After WWII, the British took over what was left of the plant and began to produce lightweight vehicles for use in occupied Germany and by 1945 had produced over 10,000 cars. Sometime after 1945, the company was officially named Volkswagen and the town around it was re-named Wolfsburg, which is the name of the local castle.  The British tried to make sure the company went into able hands and first offered the operation to Henry Ford who turned it down faster than the declining German Mark.  Next the Brits asked the French who turned up their nose at the idea (they do the same after any question) and, in 1949 were able to turn control over the German Government. After 1949, production steadily grew and exporting to neighboring countries like Denmark, Sweeden, Belgium and other European nations became large volume and profitable.  VW even asked help from the old German coach building company Karmann (of Karmann Ghia fame) to help with their convertible production. By the early 1950’s these small icons were referred to as “Beetles”.

Eventually exported to America where they received upgrades like hydraulic brakes, more chrome and more options than their foreign counterparts, VW was truly the first major auto import to the U.S.   Sure, there was Mercedes already but not being sold like the Beetle.  As the 60’s approached, the competition from other foreign imports like Datson was the handwriting on the wall for VW to do something different. One of the biggest changes was to the car’s suspension system, which was great while in town driving, however, when on an Interstate, LOOK OUT!  The slightest breeze from an oncoming semi could mean “hold on for dear life” as the car could change lanes without your intention.  Light weight was not a great benefit here.

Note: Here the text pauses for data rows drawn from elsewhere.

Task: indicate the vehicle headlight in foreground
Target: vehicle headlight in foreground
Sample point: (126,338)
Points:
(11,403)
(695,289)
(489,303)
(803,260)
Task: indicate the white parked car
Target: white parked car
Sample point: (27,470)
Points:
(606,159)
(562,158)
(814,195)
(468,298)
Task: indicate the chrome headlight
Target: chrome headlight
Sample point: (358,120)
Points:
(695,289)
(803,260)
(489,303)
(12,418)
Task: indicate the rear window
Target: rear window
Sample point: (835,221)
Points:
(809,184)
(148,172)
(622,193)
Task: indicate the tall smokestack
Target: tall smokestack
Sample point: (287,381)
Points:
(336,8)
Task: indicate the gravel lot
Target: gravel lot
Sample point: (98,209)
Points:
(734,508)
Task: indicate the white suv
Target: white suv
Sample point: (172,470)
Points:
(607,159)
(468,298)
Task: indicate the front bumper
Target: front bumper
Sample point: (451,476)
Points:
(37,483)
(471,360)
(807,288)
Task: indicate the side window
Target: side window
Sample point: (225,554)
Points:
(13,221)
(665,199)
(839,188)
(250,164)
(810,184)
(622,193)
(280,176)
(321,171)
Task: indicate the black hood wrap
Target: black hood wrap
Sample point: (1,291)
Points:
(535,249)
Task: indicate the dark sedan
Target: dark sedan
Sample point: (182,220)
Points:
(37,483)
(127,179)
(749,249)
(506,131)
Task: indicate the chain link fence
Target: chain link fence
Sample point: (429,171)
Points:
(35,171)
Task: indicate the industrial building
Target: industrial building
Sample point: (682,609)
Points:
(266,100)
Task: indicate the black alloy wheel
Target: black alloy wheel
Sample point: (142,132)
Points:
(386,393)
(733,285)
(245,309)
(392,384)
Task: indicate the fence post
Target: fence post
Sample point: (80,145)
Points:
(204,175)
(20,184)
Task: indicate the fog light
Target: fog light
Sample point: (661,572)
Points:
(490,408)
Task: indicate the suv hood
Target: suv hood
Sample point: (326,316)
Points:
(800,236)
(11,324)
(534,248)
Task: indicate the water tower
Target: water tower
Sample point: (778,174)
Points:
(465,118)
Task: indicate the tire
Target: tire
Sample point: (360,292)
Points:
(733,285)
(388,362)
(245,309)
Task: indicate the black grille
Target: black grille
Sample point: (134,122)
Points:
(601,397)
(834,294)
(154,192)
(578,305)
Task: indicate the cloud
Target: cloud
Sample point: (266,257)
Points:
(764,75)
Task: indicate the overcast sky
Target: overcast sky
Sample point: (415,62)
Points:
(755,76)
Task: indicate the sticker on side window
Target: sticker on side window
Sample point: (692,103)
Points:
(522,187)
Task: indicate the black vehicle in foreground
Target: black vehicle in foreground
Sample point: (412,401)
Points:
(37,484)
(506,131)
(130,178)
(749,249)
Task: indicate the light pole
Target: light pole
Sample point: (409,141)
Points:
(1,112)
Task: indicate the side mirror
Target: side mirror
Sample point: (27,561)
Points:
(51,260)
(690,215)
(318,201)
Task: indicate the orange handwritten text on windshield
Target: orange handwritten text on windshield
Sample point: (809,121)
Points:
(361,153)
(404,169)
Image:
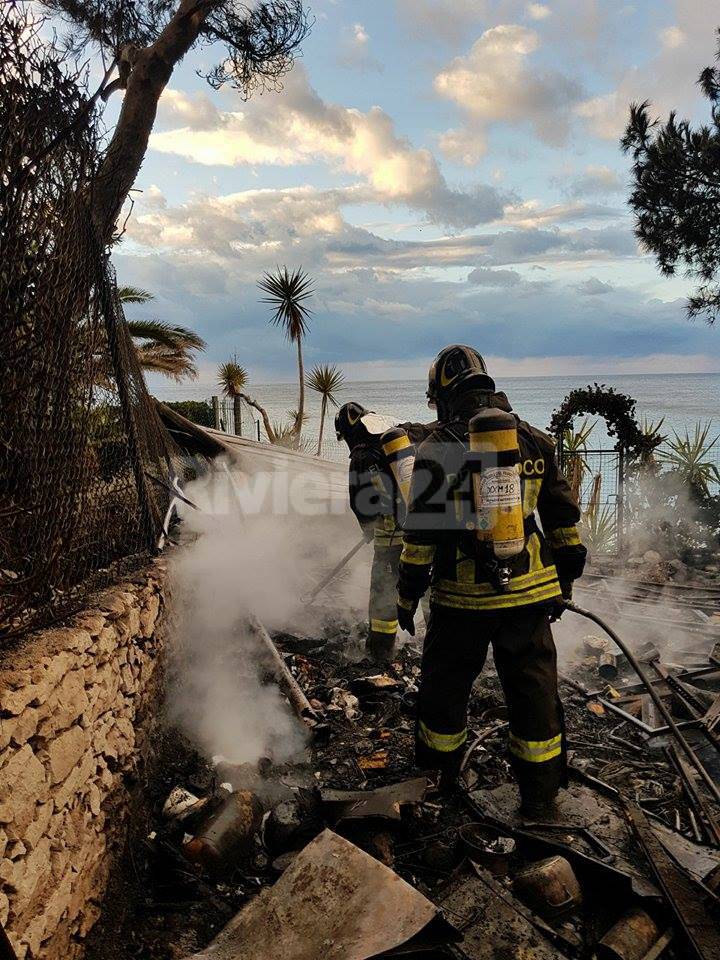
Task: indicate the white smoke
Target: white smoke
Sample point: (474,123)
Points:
(232,565)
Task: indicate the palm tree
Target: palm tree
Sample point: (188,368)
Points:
(233,379)
(574,451)
(689,456)
(327,381)
(161,347)
(286,294)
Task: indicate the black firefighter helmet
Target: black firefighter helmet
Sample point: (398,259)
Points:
(456,368)
(347,420)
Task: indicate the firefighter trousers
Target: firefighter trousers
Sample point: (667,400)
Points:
(456,646)
(383,600)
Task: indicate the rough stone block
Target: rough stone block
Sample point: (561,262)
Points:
(65,752)
(76,781)
(36,870)
(21,786)
(149,615)
(93,621)
(39,826)
(66,703)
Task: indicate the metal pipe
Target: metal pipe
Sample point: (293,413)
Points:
(655,697)
(694,799)
(308,598)
(288,684)
(646,729)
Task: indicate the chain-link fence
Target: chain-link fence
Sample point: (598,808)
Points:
(79,436)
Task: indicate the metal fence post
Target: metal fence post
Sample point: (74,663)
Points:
(621,501)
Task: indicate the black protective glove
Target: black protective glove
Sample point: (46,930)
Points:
(406,615)
(368,530)
(559,606)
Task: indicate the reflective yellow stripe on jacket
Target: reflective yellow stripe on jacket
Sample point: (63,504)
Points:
(442,742)
(536,751)
(564,537)
(387,532)
(538,586)
(417,554)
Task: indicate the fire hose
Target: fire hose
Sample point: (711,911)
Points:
(328,579)
(654,696)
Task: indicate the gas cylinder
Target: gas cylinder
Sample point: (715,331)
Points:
(496,482)
(399,451)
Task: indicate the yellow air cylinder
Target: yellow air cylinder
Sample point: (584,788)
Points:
(496,484)
(400,453)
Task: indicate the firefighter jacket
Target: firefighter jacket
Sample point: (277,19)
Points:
(441,550)
(374,499)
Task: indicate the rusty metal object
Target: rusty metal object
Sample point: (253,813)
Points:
(384,803)
(328,579)
(697,803)
(595,646)
(549,887)
(608,665)
(487,847)
(630,938)
(657,700)
(685,897)
(288,684)
(230,832)
(333,901)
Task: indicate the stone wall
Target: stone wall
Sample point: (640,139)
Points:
(76,706)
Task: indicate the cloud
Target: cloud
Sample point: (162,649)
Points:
(194,113)
(595,180)
(668,78)
(486,277)
(298,127)
(538,11)
(531,213)
(593,287)
(496,83)
(355,50)
(385,299)
(443,20)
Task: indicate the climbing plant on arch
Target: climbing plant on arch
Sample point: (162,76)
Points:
(618,412)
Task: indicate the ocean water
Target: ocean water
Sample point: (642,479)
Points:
(680,400)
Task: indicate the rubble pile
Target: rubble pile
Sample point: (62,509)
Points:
(354,853)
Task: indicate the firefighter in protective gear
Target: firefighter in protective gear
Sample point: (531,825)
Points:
(375,501)
(471,605)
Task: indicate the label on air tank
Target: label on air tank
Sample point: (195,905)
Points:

By 1977 the Beetle had stopped production.  Even with all the changes the car was not in demand anymore even though A/C was an option.  Americans, at least, had growing families that could not practically use this small, 2-door type of transportation.  Even the Super Beetle was not enough and, to add to the German’s frustrations, the U.S. Government was pushing for stiffer safety regulations that would cost more money.  Eventually in the late 90’s the Beetle made a return in hopes of regaining the crown of small, economical car and it did draw the attention of the younger generation of Americans in spite of the fact that Americans really were not into small cars then either.